4. Read the questions carefully and plan your answer -- don't answer part B questions in part A and then you'll have to double write.

5. Practice LEGIBLE handwriting.

6. Time management is VERY important - do not answer BEYOND your 20 minutes for each question. I can't stress this enough -- most candidates will complain of inadequate time and it is perfectly normal NOT to have enough time. That's the way the exam is. Just write all you can within 20 minutes and go to the next question. 

7. GO straight to the point -- lengthy introductions will not give you marks -- this is not a viva.

Pharmacology SAQ - Pharmacokinetics

Instructions : Do read up on these topics, then give yourselves 20 minutes to answer each question. It is very useful to be able to practice answering within a limited time period -- so that your answers are concise and you don't run out of time before answering all questions.

Bioavailability

a. What is bioavailablity and how is it measured? (4 marks)
b.

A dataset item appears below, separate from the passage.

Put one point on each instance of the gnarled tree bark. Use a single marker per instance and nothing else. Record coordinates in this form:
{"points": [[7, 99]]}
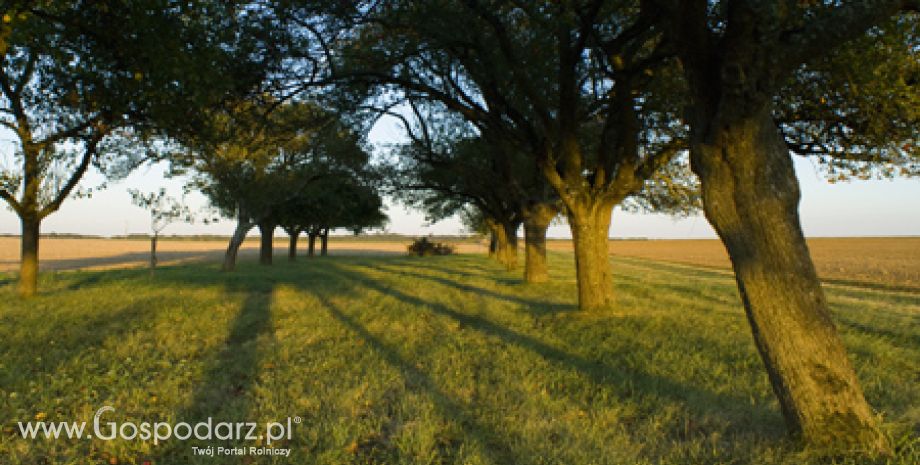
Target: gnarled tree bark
{"points": [[537, 218], [590, 225], [28, 267], [243, 225], [751, 198]]}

What are the factors that influence bioavailability of an orally administered drug? (6 marks)

a.
Bioavailability – the fraction of administered dose that reaches the systemic circulation unchanged.

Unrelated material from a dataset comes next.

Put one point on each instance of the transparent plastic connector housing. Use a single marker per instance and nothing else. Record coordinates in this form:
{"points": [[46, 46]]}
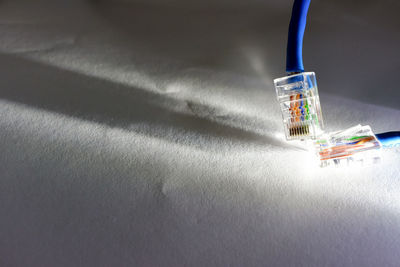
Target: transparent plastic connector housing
{"points": [[299, 101], [355, 146]]}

Bioavalability = fraction absorbed x (1 – extraction ratio)

b.
Uptake – depends on the unionised, lipid soluble portion moving down a concentration gradient.

Ficks law of diffusion
Diffusion rate is proportional to the area, but inversely proportional to the thickness.
Diffusion rate is proportional to concentration gradient.
Diffusion rate is proportional to the solubility of the drug in the tissue, but inversely proportional to the square root of the molecular weight.

Drug factors
1. Formulation & dissolution – particle size & form (liquid, solid, sustained release, enteric coated)
2. PKa & ionisation - changes that favour the presence of the drug in its nonionized (lipid soluble) form increase absorption. Weak acids (aspirin) become highly ionized in the alkaline environment of the small intestine, but absorption is still good due to the large SA.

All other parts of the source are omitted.